Am Ende sahen beide Autos stark aus, aber Norris stapelt tief: "Es war ein guter Freitag für uns, aber es gibt noch einige Dinge, die wir verbessern müssen. Es könnte besser sein, oder schlechter. Auf den schnellen Runden habe ich einige Fehler eingebaut, aber auf den Longruns habe ich mehr Runden erledigt und fühle mich jetzt etwas vertrauter.
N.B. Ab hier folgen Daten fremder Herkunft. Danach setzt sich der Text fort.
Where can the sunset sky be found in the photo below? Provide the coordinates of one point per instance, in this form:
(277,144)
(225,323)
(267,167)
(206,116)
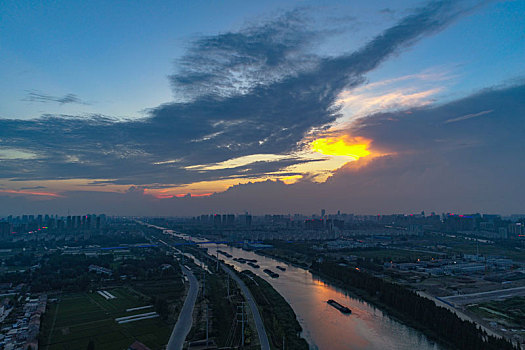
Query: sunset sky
(190,107)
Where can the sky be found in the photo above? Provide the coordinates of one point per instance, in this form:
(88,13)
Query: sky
(185,108)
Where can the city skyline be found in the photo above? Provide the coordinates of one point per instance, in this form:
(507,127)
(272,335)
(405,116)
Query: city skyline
(272,109)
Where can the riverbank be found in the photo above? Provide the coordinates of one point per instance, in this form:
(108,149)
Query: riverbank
(436,322)
(279,318)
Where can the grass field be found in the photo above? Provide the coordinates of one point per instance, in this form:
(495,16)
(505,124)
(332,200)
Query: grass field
(79,317)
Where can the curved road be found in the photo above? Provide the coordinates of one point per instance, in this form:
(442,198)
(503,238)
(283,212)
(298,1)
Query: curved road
(263,337)
(183,325)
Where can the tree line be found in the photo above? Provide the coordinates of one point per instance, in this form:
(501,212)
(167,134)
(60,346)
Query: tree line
(441,322)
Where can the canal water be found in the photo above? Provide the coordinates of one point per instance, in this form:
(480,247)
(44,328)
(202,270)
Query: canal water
(324,327)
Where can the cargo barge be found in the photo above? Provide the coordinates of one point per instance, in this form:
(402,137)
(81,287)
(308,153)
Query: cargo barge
(271,273)
(255,266)
(339,307)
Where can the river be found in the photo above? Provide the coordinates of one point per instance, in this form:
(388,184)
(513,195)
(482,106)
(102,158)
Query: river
(324,327)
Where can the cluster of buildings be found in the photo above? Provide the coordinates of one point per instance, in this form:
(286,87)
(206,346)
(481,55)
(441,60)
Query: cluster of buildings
(468,265)
(21,333)
(32,224)
(486,225)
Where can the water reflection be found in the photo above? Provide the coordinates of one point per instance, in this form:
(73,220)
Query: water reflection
(324,327)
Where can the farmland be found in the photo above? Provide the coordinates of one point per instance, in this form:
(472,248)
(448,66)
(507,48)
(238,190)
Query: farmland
(77,318)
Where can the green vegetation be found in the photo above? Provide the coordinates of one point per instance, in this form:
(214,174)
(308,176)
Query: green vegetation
(508,312)
(278,316)
(417,311)
(78,318)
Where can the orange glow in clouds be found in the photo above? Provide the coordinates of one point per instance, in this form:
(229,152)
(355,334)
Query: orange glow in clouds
(353,147)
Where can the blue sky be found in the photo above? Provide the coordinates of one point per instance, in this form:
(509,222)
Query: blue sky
(70,68)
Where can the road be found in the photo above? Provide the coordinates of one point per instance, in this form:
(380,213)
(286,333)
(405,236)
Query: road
(459,313)
(183,325)
(485,296)
(263,337)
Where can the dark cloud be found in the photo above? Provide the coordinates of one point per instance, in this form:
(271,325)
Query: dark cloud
(472,165)
(36,96)
(256,91)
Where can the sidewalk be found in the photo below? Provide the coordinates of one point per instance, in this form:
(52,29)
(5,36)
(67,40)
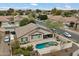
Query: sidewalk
(72,31)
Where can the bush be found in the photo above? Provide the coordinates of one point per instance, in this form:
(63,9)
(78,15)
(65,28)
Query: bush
(30,48)
(42,17)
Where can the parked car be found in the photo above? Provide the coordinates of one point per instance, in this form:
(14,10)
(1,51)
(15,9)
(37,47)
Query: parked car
(7,39)
(66,34)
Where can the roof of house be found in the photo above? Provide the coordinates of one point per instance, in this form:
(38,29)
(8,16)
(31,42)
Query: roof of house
(5,18)
(63,19)
(9,18)
(2,30)
(20,31)
(64,52)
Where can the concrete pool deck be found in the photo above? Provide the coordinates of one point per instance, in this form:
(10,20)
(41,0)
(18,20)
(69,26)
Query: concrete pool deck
(47,49)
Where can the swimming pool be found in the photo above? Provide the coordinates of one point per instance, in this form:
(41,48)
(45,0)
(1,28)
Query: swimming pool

Habe eine bessere Idee davon, was ich mache."

Im Qualifying wird nach es nach der Sainz-Strafe an Norris liegen, die Kohlen in Q3 aus dem Feuer zu holen. "Ich glaube, es ist immer möglich", meint Norris. "Es sah ziemlich gut aus, aber andere können sich immer verbessern, und es war sehr eng heute. Aber solange wir keine Fehler machen, glaube ich, dass es möglich ist."

Räikkönen im Top-10-Mix: Nicht übertreiben

Zwischen die Haas und McLaren schob sich am Freitag in den Trainings noch Kimi Räikkönen im Alfa Romeo. Der scheint nach ein paar schwierigen Rennen seit Frankreich wieder zu funktionieren, und sowohl Räikkönen als auch Teamkollegen Antonio Giovinazzi hinterließen den Eindruck, dass Alfa in Spielberg die drittstärkste Kraft im Mittelfeld sei.

Kimi Räikkönen mischte in Österreich mit - Foto: LAT Images
Kimi Räikkönen mischte in Österreich mitFoto: LAT Images

"Das Auto fühlte sich in FP2 besser an, aber übertreiben wir mal nicht", sagt Kimi Räikkönen danach. "Es ist zu früh, um festzustellen, wo wir im Vergleich zu unseren Rivalen stehen. Das werden wir erst morgen und im Rennen herausfinden."

In der Zeitentabelle sahen die McLaren am Ende des Tages wieder wie die Favoriten aus. Sie waren auf allen Reifensätzen etwas schneller, Haas und Alfa Romeo fuhren im Longrun etwas hinterher. Doch wer das Mittelfeld kennt, der weiß: Eine kleine Änderung kann große Auswirkungen haben. Noch ist alles offen.